It’s been a while since I got some new music, but now I’ve discovered a sublime album from an Australian country singer-songwriter; one of the greatest female pop vocalists of all time; and a Greatest Hits collection from some Austrian guy.
I first heard Fanny Lumsden on Double J (a.k.a. Triple J for middle-aged people), and instantly assumed that she must be American, but as a matter of fact she’s born and bred in rural New South Wales. Fallow is her third album, a lovely collection of salt-of-the-earth country/folk songs that evoke wide open spaces and mountains covered with mist. Some songs are lush and ethereal, some are tinged with bittersweet melancholy, all tied together with Fanny’s warm and clear vocals. The standout Fierce is a heartfelt salute to the women who raised me, the women who saved me, the women who pulled me into line.
I’m probably not the only person who first heard of this 1970s hit-making brother-sister duo while watching Juno back in 2007, in the scene where Jason Bateman’s character plays a cover of Superstar by Sonic Youth. Years later I randomly got onto Carpenters thanks to the mystery of YouTube algorithm, and it quickly dawned on me that I’ve been missing out on what has to be one of the most beautiful voices in popular music. Karen Carpenter invites all the superlatives you could possibly want to throw at a genuinely great singer: a voice like smooth warm rich chocolate, impeccable and seemingly effortless vocal control, emotion and vulnerability, intimate and conversational style. She’s the kind of perfect singer whose perfection never becomes dull; I could listen to her insanely gorgeous low register all day.
Of course that’s not to downplay the contributions of her brother Richard, who produced and orchestrated most of their songs and surrounded Karen’s voice with lush and romantic arrangements (the cover of Ticket to Ride by The Beatles was a totally unexpected but nice surprise).

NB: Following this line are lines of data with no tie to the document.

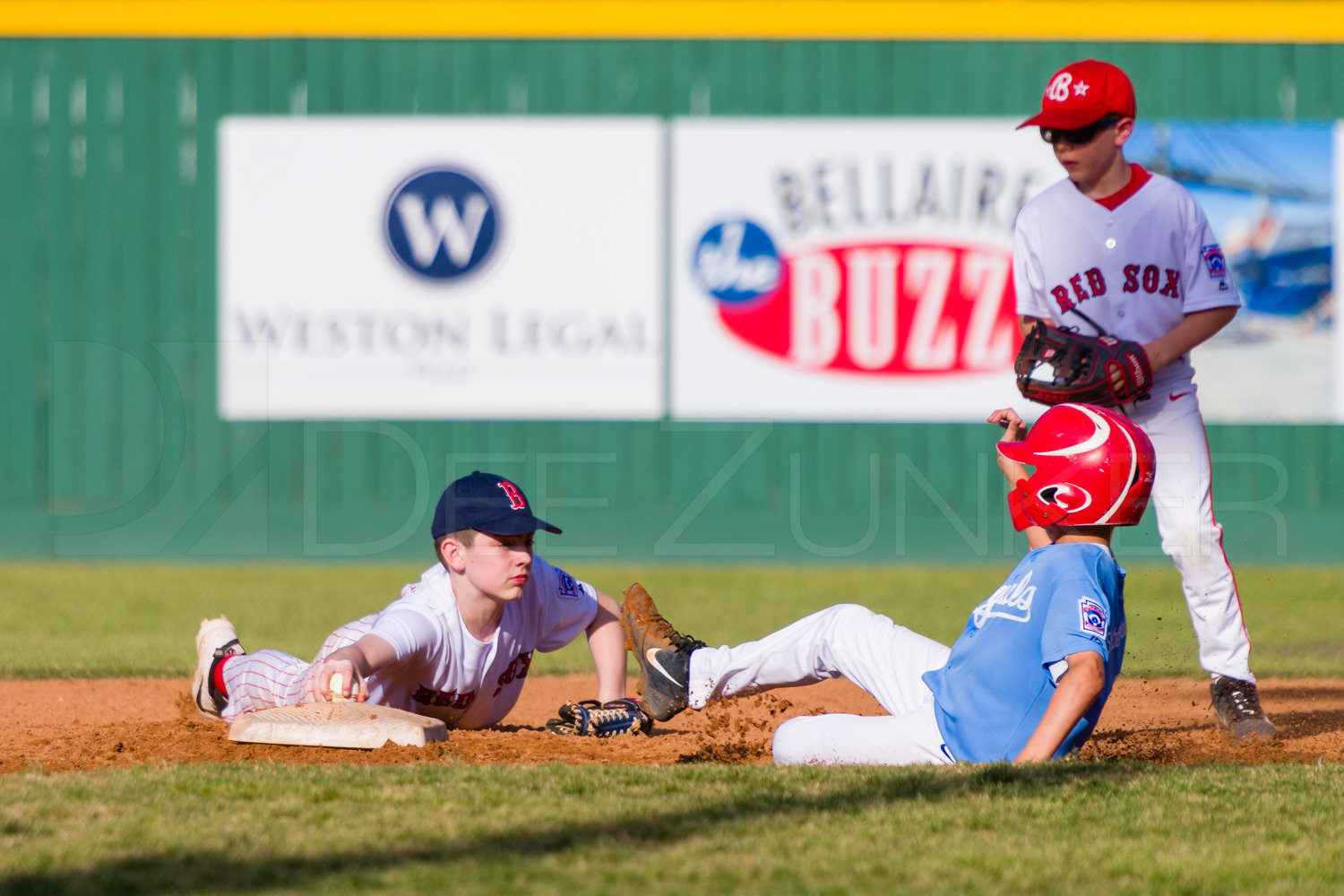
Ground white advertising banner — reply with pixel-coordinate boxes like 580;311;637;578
669;118;1064;420
220;116;666;419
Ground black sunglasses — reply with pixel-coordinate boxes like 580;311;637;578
1040;116;1124;146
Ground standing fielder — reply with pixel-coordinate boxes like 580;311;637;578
1013;59;1274;740
193;471;629;728
621;404;1153;766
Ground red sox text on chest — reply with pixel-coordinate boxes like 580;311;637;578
1050;264;1180;312
411;650;532;710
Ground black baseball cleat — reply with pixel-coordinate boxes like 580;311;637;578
621;583;706;721
191;616;246;719
1209;676;1274;740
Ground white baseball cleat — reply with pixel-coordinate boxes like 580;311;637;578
191;616;247;719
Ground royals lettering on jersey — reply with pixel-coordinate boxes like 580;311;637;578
495;651;532;697
1078;597;1107;638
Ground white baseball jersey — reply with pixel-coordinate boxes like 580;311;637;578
223;557;597;728
1013;165;1241;396
1013;165;1255;681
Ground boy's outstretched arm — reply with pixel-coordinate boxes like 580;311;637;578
1015;650;1107;762
588;591;625;702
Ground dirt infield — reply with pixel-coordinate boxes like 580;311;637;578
0;676;1344;774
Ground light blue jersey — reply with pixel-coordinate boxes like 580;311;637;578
924;544;1125;762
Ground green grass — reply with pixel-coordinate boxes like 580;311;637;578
0;563;1344;677
0;763;1344;896
0;564;1344;896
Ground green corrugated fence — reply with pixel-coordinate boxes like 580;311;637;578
0;39;1344;562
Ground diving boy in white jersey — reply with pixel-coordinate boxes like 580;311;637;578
1013;59;1274;740
621;404;1153;766
193;471;625;728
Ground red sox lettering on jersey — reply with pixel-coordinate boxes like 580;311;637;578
1013;172;1238;393
1050;264;1182;314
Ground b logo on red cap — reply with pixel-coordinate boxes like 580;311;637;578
1037;71;1074;102
496;481;527;511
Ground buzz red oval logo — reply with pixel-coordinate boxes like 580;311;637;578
694;221;1021;376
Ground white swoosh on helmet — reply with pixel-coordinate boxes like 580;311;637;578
1037;404;1110;457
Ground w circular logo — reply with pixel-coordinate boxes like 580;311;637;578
383;168;499;282
1046;71;1074;102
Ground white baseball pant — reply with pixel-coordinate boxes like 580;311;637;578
688;603;953;766
220;616;373;723
1133;385;1255;681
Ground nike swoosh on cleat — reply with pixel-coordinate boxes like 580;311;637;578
644;648;682;688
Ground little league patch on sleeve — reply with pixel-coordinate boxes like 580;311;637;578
1078;598;1107;638
1199;243;1228;280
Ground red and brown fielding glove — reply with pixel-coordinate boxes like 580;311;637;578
1013;321;1153;407
546;697;653;737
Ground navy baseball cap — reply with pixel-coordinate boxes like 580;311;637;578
429;470;561;538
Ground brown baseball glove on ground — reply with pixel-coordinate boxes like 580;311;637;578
546;697;653;737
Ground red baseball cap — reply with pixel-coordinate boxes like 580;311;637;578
1018;59;1136;130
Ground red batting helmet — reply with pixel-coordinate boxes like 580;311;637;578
999;404;1155;532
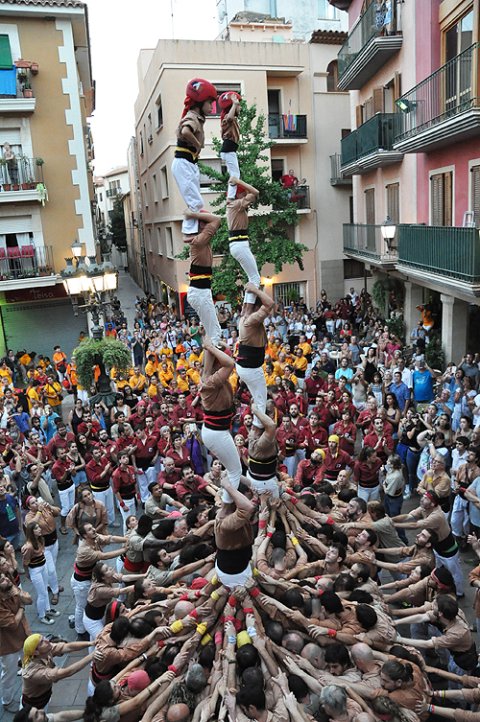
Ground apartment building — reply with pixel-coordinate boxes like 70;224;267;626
0;0;96;354
217;0;348;42
330;0;480;360
135;31;350;309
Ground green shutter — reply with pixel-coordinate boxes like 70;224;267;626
0;35;13;70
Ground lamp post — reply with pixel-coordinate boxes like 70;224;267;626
380;216;397;252
61;246;118;340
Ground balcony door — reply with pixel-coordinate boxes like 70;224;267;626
445;10;474;113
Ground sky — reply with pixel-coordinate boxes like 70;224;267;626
84;0;218;175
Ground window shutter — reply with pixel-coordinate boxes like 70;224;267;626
469;165;480;228
430;173;443;226
387;183;400;225
373;88;384;115
355;105;363;128
0;35;13;70
443;172;453;226
393;73;402;101
365;188;375;226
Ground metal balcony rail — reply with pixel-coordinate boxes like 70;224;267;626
0;155;43;191
395;43;480;143
397;225;480;284
268;113;307;139
0;245;55;281
338;0;397;77
342;113;402;166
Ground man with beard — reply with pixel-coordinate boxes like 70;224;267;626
0;574;32;708
318;434;353;482
295;449;325;491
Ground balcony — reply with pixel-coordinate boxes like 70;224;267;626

Admittedly they may come off as rather corny to the modern ear, but I find it impossible to listen to these songs without the melancholy filter of Karen’s tragic early death at the age of 32.
The Singles: 66 Classic Tracks
I rewatched Amadeus not so long ago, so when I came across The Singles at JB Hi-Fi I thought it would be great to have a compilation of Wolfgang Amadeus Mozart’s best-known compositions. This collection is fancifully arranged into three sections; Mozart in the Morning, Mozart for Motivation and Mozart for Meditation, which basically amounts to two discs dedicated to the more energetic and upbeat pieces, and one dedicated to the sombre and contemplative ones. All the usual suspects are here: Eine Kleine Nachtmusik, that aria from The Magic Flute, Lacrimosa from Requiem, etc. etc.
It’s hardly a startlingly original observation to make, but when listened to in its entirety, it’s impossible not to be blown away by the sheer amount of timeless, beautiful and uniquely memorable melodies that continue to live in the popular culture centuries later. Including one that had soundtracked my childhood back in Russia via a popular children’s TV program, without me ever knowing that it was one of Mozart’s tunes!